TALES FROM EARTHSEA by Ursula K. LeGuin

TALES FROM EARTHSEA

TALES FROM

EARTHSEA

Ursula K. Le Guin

Contents

Foreword

The Finder

Darkrose And Diamond

The Bones of the Earth

On the High Marsh

Dragonfly

A Description of Earthsea

Foreword

AT THE END OF THE fourth book of Earthsea, Tehanu, the story had arrived at what I felt to be now. And, just as in the now of the so-called real world, I didn’t know what would happen next. I could guess, foretell, fear, hope, but I didn’t know.

Unable to continue Tehanu’s story (because it hadn’t happened yet) and foolishly assuming that the story of Ged and Tenar had reached its happily-ever-after, I gave the book a subtitle: “The Last Book of Earthsea.”

O foolish writer. Now moves. Even in storytime, dreamtime, once-upon-a time, now isn’t then.

Seven or eight years after Tehanu was published, I was asked to write a story set in Earthsea. A mere glimpse at the place told me that things had been happening there while I wasn’t looking. It was high time to go back and find out what was going on now.

I also wanted information on various things that had happened back then, before Ged and Tenar were born. A good deal about Earthsea, about wizards, about Roke Island, about dragons, had begun to puzzle me. In order to understand current events, I needed to do some historical research, to spend some time in the Archives of the Archipelago.

The way one does research into nonexistent history is to tell the story and find out what happened. I believe this isn’t very different from what historians of the so-called real world do. Even if we are present at some historic event, do we comprehend it-can we even remember it-until we can tell it as a story?
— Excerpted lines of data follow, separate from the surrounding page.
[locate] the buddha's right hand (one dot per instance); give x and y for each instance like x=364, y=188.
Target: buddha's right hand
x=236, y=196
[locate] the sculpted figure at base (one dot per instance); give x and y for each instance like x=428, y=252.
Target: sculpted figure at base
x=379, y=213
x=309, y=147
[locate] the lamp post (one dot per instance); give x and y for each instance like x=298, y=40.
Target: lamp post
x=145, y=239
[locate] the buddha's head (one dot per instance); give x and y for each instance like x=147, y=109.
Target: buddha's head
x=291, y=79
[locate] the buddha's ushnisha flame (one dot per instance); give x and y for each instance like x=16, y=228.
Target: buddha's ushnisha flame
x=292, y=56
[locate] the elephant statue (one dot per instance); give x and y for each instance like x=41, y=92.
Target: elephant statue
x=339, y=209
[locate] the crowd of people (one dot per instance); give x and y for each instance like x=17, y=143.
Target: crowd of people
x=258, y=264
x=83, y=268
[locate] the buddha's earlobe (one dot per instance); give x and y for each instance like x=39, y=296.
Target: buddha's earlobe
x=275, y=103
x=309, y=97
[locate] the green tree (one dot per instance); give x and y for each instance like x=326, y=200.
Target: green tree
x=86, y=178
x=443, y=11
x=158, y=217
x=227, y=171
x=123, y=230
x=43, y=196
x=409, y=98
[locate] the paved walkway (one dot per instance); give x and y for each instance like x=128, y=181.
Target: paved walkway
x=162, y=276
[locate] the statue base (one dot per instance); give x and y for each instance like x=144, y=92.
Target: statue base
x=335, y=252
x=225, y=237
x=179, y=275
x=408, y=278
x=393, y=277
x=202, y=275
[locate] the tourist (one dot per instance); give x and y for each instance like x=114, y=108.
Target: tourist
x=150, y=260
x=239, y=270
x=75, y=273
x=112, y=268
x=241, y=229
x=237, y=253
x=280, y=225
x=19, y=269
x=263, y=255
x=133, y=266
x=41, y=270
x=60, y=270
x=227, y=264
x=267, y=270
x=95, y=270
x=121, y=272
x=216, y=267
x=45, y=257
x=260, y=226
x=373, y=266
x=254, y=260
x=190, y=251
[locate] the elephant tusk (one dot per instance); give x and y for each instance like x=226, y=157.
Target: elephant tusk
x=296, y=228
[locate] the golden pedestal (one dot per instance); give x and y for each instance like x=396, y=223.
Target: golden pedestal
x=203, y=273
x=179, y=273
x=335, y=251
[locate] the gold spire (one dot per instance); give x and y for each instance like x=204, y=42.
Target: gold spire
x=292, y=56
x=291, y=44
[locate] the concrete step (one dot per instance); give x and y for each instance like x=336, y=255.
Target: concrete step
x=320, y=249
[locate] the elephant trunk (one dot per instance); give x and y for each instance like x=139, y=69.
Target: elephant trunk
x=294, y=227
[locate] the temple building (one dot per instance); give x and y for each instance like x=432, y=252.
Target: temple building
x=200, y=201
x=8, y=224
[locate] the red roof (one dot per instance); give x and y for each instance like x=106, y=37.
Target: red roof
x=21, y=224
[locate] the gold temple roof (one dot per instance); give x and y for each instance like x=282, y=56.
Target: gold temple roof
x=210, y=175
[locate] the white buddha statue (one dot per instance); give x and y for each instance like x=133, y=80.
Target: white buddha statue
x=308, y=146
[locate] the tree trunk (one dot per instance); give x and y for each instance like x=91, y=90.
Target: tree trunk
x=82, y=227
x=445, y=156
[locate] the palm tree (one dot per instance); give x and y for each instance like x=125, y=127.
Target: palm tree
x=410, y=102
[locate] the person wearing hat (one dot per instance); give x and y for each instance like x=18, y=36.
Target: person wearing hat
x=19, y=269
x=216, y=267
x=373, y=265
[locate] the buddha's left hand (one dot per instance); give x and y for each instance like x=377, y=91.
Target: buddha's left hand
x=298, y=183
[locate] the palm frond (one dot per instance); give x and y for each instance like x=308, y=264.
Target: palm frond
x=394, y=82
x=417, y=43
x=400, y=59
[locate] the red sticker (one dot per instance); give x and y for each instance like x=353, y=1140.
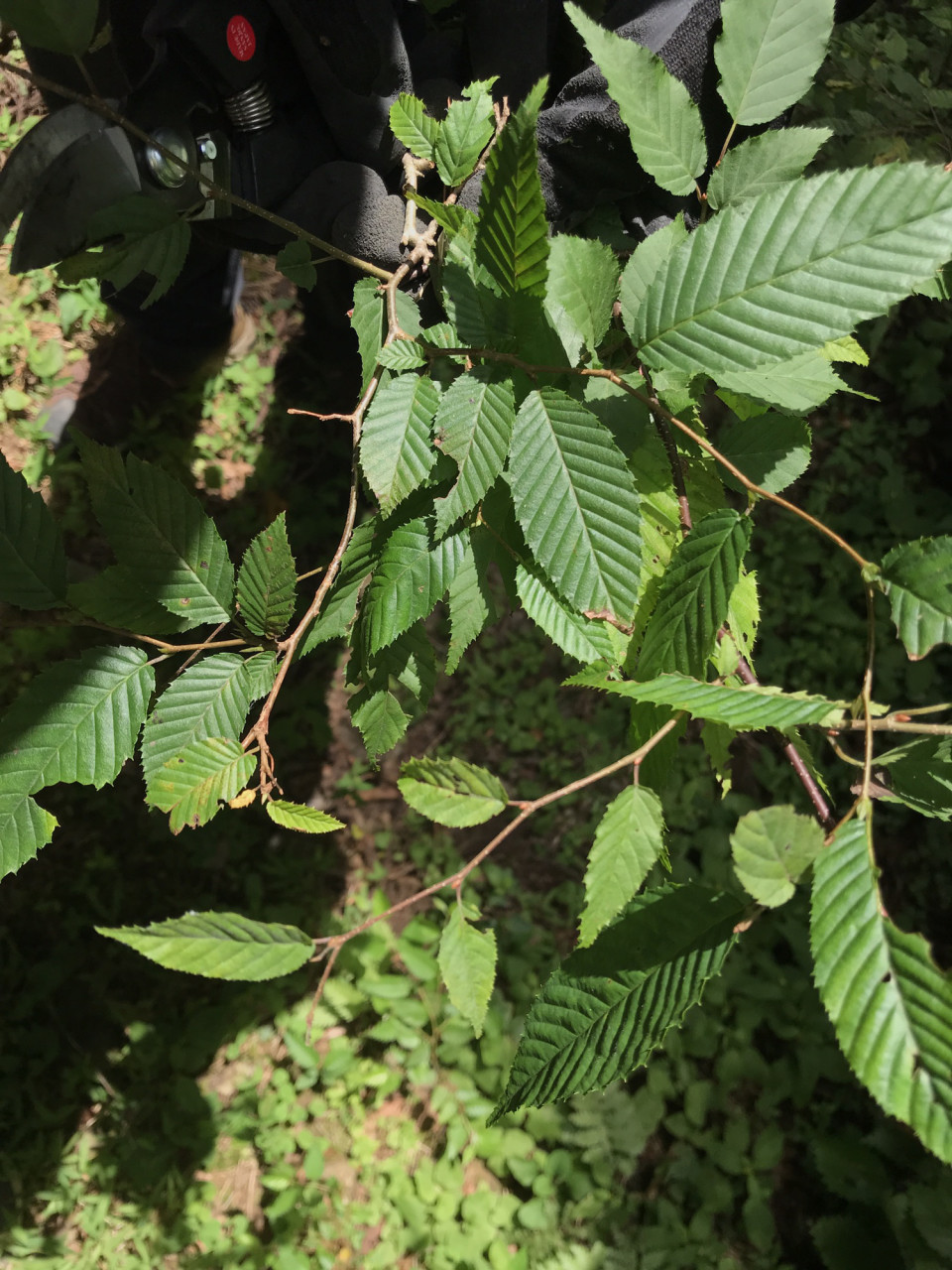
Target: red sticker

And for events in times or places outside our own experience, we have nothing to go on but the stories other people tell us. Past events exist, after all, only in memory, which is a form of imagination. The event is real now, but once it’s then, its continuing reality is entirely up to us, dependent on our energy and honesty. If we let it drop from memory, only imagination can restore the least glimmer of it. If we lie about the past, forcing it to tell a story we want it to tell, to mean what we want it to mean, it loses its reality, becomes a fake. To bring the past along with us through time in the hold-alls of myth and history is a heavy undertaking; but as Lao Tzu says, wise people march along with the baggage wagons.
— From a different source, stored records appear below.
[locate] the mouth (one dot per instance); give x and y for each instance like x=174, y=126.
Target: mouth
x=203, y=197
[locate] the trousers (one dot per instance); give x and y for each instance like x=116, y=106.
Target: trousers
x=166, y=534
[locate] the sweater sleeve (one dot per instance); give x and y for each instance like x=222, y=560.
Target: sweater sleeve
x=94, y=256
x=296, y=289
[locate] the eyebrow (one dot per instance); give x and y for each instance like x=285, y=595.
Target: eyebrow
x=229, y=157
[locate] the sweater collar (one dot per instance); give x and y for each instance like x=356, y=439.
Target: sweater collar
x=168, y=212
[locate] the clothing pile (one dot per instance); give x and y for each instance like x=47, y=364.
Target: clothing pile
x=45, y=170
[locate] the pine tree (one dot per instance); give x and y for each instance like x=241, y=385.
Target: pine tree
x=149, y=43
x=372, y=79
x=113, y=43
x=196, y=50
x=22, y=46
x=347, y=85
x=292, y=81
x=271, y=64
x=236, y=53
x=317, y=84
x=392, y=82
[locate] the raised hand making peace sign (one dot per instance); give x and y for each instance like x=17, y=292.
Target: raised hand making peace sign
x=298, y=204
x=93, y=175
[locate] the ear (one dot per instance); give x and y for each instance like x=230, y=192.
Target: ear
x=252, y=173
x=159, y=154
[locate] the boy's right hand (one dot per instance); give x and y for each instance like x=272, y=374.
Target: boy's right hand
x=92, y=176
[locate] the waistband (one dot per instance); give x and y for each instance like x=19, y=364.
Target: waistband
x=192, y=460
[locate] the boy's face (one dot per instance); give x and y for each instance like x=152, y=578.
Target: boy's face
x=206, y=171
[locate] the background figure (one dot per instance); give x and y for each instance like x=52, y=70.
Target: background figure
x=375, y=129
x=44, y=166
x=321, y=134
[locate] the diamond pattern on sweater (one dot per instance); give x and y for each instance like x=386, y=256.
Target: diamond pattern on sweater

When you construct or reconstruct a world that never existed, a wholly fictional history, the research is of a somewhat different order, but the basic impulse and techniques are much the same. You look at what happens and try to see why it happens, you listen to what the people there tell you and watch what they do, you think about it seriously, and you try to tell it honestly, so that the story will have weight and make sense.
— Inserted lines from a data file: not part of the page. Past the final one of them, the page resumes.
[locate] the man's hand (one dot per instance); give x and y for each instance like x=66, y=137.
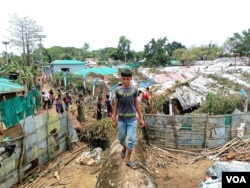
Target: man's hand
x=114, y=122
x=141, y=122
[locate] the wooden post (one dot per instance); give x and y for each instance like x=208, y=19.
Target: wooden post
x=205, y=133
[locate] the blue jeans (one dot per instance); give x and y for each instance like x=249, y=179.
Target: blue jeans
x=127, y=130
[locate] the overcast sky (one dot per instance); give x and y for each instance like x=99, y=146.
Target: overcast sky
x=101, y=22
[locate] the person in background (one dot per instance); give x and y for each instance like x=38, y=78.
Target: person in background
x=126, y=107
x=39, y=85
x=59, y=105
x=80, y=109
x=147, y=96
x=67, y=101
x=46, y=100
x=99, y=109
x=52, y=96
x=109, y=106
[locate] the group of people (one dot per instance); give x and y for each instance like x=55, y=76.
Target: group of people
x=48, y=98
x=126, y=112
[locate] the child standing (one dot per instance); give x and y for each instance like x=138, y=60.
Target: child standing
x=126, y=107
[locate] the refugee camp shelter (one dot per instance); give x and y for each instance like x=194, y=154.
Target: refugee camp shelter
x=96, y=70
x=67, y=65
x=9, y=90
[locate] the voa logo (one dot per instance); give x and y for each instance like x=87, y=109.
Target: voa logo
x=241, y=179
x=235, y=179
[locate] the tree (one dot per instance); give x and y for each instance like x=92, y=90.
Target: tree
x=27, y=74
x=23, y=35
x=184, y=55
x=156, y=53
x=123, y=52
x=241, y=43
x=171, y=47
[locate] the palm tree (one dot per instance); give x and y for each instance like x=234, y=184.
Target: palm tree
x=27, y=74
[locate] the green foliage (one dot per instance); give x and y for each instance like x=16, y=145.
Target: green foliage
x=225, y=82
x=24, y=32
x=219, y=104
x=156, y=53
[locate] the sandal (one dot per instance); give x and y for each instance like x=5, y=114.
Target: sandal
x=132, y=165
x=123, y=153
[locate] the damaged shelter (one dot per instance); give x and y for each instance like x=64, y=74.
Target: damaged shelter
x=35, y=137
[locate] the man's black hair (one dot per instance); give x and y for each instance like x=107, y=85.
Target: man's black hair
x=126, y=73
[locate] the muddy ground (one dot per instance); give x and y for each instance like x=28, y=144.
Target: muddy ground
x=168, y=172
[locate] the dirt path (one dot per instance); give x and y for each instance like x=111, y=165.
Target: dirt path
x=175, y=174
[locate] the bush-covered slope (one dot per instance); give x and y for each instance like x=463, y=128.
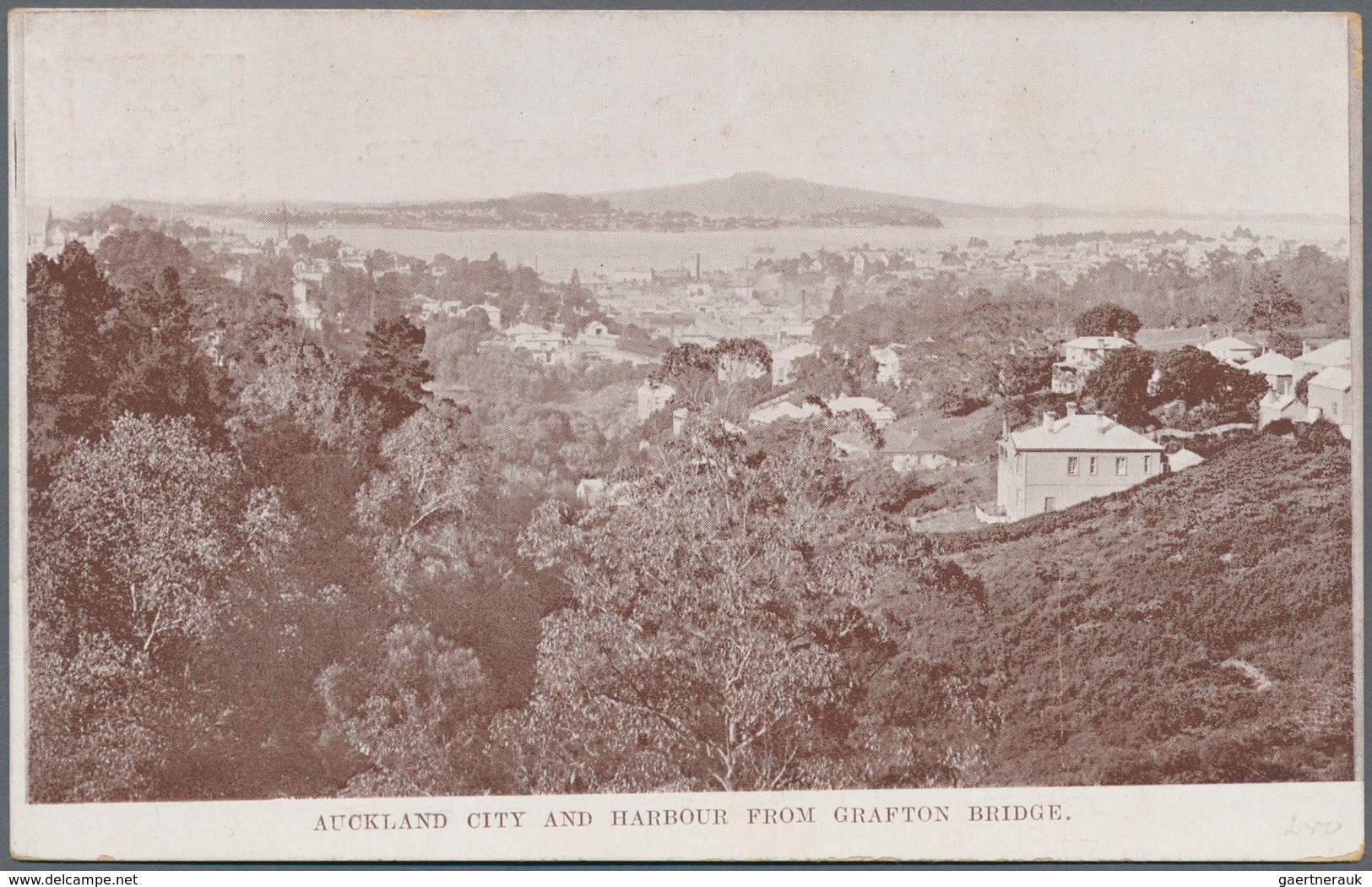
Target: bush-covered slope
x=1194, y=629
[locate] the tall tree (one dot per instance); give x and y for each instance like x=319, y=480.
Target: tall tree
x=1120, y=384
x=1269, y=301
x=1108, y=318
x=393, y=373
x=68, y=356
x=127, y=577
x=728, y=634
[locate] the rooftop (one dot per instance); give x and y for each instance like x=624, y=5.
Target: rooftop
x=1335, y=378
x=1098, y=342
x=1332, y=355
x=1082, y=432
x=1272, y=364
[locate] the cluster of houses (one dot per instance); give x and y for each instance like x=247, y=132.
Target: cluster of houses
x=1066, y=460
x=902, y=449
x=594, y=342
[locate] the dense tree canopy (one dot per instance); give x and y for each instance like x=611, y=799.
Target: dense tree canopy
x=1108, y=318
x=733, y=643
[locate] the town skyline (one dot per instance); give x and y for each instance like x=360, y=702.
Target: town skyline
x=980, y=109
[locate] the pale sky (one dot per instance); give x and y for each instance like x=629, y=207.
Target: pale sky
x=1240, y=113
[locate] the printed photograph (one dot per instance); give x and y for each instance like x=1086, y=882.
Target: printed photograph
x=592, y=403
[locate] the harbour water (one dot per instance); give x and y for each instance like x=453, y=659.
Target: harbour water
x=555, y=253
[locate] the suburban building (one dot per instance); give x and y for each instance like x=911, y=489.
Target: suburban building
x=544, y=345
x=888, y=362
x=903, y=449
x=653, y=397
x=1079, y=357
x=1062, y=461
x=1231, y=351
x=1330, y=397
x=1277, y=368
x=784, y=362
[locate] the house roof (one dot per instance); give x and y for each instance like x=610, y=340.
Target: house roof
x=1082, y=432
x=1098, y=342
x=523, y=329
x=1332, y=355
x=1334, y=378
x=764, y=415
x=1272, y=364
x=792, y=351
x=1228, y=344
x=869, y=405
The five tales in this book explore or extend the world established by the first four Earthsea novels. Each is a story in its own right, but they will profit by being read after, not before, the novels.

“The Finder” takes place about three hundred years before the time of the novels, in a dark and troubled time; its story casts light on how some of the customs and institutions of the Archipelago came to be. “The Bones of the Earth” is about the wizards who taught the wizard who first taught Ged, and shows that it takes more than one mage to stop an earthquake. “Darkrose and Diamond” might take place at any time during the last couple of hundred years in Earthsea; after all, a love story can happen at any time, anywhere. “On the High Marsh” is a story from the brief but eventful six years that Ged was Archmage of Earthsea. And the last story, “Dragonfly,” which takes place a few years after the end of Tehanu, is the bridge between that book and the next one, The Other Wind (to be published soon). A dragon bridge.